MANAGED CARE REFORM: Wilson Signs Two Prescription Access Bills
Gov. Pete Wilson signed two bills into law yesterday that will give managed care patients greater access to prescription drugs, the Sacramento Bee reports. Both bills "require HMOs to tell patients which drugs are included on the plan's approved list and how that decision was determined" (6/23). "These bills will give consumers access to information on how drug coverage is determined and their rights to continuing medication that works for them," Wilson said. Assemblyman Martin Gallegos' (D-Irwindale) bill, AB 974, requires managed care plans to continuously provide prescription drugs for patients with long-term illnesses, even if the drug is removed from a plan's approved list. "It is important that we protect patients from having to switch to another drug due to changes in the plan's formulary, which may cause serious complications to the patient if the drug has different side effects," Wilson said. SB 625, sponsored by state Sen. Herschel Rosenthal (D-Van Nuys), requires HMOs to maintain an "expedited process" for approving patients' access to prescription drugs (Gov. Wilson release, 6/22).
Incremental Measures
Consumer groups generally welcomed the new laws, but said they were small advances that had already been embraced by the managed care industry, the San Francisco Chronicle reports. Jamie Court of Consumers Union said, "Any bills backed by the HMOs couldn't possibly answer all the problems for patients in life and death struggles with these companies." But health care industry officials warned that the two bills could increase HMO premiums. Maureen O'Haren, president of the California Association of Health Plans, said: "Prescription drugs are one of the fastest rising components of the health care budget." But she noted that her association backed the bills because "it is a good, responsible thing that we ought to be doing."
The Viagra Challenge
The San Francisco Chronicle reports that the two new laws "may pave the way for quick challenges of restrictions to coverage of controversial drugs." While it is unclear what impact the legislation will have until tested, the Chronicle notes that the laws "make it more difficult for health plans to deny patients prescription drugs." Men suffering from sexual dysfunction may create the first test of the laws in their appeal of some health plans' decisions not to cover the new impotence drug Viagra. Kaiser Permanente which announced last week it would not cover Viagra. Spokesperson Beverly Hayon said, "What these bills are promoting we already do. It is very difficult to ascertain medical necessity for Viagra. We'll have to see how this plays out" (Russell, 6/23).

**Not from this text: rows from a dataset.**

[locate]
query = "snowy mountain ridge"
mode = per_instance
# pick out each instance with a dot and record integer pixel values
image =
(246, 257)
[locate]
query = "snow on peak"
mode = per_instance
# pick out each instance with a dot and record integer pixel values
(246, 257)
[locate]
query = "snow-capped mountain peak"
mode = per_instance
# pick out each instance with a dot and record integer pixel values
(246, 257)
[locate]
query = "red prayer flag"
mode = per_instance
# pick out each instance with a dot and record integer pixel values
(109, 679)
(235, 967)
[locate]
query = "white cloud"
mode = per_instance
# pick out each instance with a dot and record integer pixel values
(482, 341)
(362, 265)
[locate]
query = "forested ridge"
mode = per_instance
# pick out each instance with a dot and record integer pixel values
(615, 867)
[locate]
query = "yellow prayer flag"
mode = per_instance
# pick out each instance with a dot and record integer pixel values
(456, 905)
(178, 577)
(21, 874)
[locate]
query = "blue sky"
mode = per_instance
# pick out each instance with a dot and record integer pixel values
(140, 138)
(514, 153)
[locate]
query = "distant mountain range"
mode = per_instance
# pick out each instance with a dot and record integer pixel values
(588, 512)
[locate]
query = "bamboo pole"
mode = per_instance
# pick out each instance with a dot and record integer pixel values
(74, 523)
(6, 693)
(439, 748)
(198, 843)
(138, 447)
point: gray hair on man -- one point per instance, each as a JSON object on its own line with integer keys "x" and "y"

Today's Contra Costa Times reports it "may not be too late to get a Viagra prescription from Kaiser," regardless of the two prescription coverage laws. The paper reports that a "little-noticed loophole" in Kaiser's policy gives some patients a "window of opportunity" to obtain the little blue pill. Kaiser's policy on Viagra takes effect when employers renew their contracts with the HMO, and as the Times notes, for most California businesses that does not happen until January. "In California, if you need Viagra today, a doctor would write a prescription and we'll cover it," Hayon said yesterday (Appleby, 6/23).